Last week I said this: Judging a person's character is different than judging that person's poetry. One should have no bearing on the other.
Today, after meeting poetic racism up-close and personal, I'm printing a public retraction.
I was wrong. It should have a bearing. We are morally responsible for what we write, for what we print, for what we publish, for where we publish, for who we publish and we are morally responsible for making the reasons for our choices known.
If we print the poetry of a known Nazi-sympathizer, if we print the poetry of a Holocaust denier, of a racist, of a bigot, if we give these people praise or even acknowledgement, if we give them even an inch of publicity - we give them a platform and we give them power.
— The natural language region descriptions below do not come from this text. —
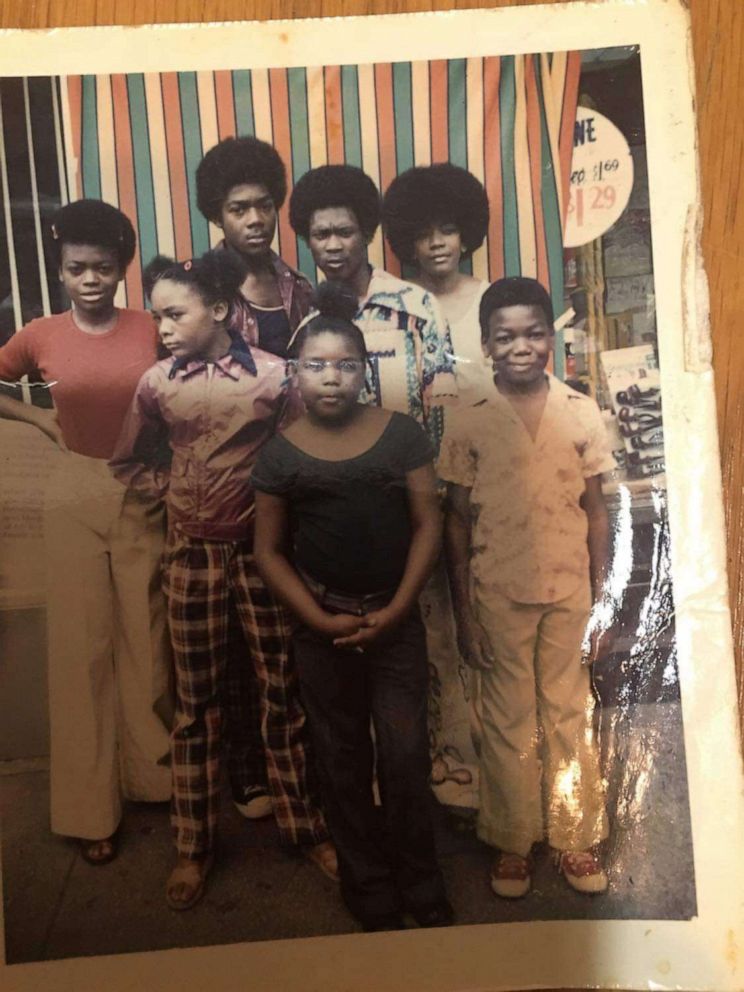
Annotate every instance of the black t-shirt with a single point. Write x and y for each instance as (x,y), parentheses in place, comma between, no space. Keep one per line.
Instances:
(274,331)
(350,519)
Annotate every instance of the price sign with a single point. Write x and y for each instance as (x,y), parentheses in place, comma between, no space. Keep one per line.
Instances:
(601,178)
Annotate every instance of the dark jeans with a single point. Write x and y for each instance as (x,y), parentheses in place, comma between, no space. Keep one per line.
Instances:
(386,865)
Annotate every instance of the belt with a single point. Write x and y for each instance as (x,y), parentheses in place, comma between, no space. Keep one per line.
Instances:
(343,602)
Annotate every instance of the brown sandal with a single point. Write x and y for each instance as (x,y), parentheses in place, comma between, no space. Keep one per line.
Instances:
(323,856)
(98,852)
(191,873)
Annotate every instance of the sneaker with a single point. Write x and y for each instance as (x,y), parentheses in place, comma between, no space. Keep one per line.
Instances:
(582,871)
(253,802)
(510,876)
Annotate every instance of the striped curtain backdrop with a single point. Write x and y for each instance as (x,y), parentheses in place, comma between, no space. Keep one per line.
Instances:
(135,140)
(33,184)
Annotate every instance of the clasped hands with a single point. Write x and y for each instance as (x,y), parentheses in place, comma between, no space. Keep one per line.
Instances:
(357,633)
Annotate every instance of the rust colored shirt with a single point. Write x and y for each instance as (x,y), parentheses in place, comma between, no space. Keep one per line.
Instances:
(95,375)
(215,417)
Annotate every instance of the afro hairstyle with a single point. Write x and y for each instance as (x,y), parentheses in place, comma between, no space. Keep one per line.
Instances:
(514,291)
(335,186)
(93,222)
(434,194)
(233,162)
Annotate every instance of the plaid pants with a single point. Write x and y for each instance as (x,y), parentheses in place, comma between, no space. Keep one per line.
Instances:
(201,580)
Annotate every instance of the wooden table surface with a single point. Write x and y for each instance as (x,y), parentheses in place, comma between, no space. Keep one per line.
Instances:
(718,41)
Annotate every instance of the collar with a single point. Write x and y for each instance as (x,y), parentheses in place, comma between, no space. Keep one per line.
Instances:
(282,270)
(238,352)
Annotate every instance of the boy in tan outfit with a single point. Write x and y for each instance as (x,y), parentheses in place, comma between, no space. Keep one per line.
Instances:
(527,537)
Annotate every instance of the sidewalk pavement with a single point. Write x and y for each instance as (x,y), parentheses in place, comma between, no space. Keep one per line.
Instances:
(57,906)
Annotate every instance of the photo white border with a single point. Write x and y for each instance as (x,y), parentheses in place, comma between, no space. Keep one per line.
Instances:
(703,953)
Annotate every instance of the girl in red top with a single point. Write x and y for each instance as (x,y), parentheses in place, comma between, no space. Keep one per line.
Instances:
(108,649)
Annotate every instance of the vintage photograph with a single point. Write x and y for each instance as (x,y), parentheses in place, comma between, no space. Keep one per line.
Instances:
(336,583)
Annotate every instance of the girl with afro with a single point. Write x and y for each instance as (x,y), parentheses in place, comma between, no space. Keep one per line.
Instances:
(434,217)
(108,648)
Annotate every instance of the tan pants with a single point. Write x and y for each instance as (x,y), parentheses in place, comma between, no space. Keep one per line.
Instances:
(539,762)
(109,658)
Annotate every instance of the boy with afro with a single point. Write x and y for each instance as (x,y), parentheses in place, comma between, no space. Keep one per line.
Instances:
(336,209)
(241,184)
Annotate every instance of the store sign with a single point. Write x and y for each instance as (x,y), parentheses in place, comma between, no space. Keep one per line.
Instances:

By publishing them, by bestowing awards on them, we give the rest of the world a chance to meet them and to embrace them. By virtue of our open-mindedness and our appreciation of art and by our own "acceptance" we make them acceptable.
By admitting them into our magazines and our publishing houses, we send the message to the rest of the world that we approve, not only of their poetry, but also of their beliefs - because, in the eyes of the world, it is damn near impossible to separate the heart of a poet from the heart of his poem.
If we do not speak up and tell the world what we feel we share responsibility for what happens as a result of our silence.
For anyone who thinks editors are not morally (and sometimes legally) responsible for what happens as a result of what they publish, I'd suggest reading up on Julius Streicher.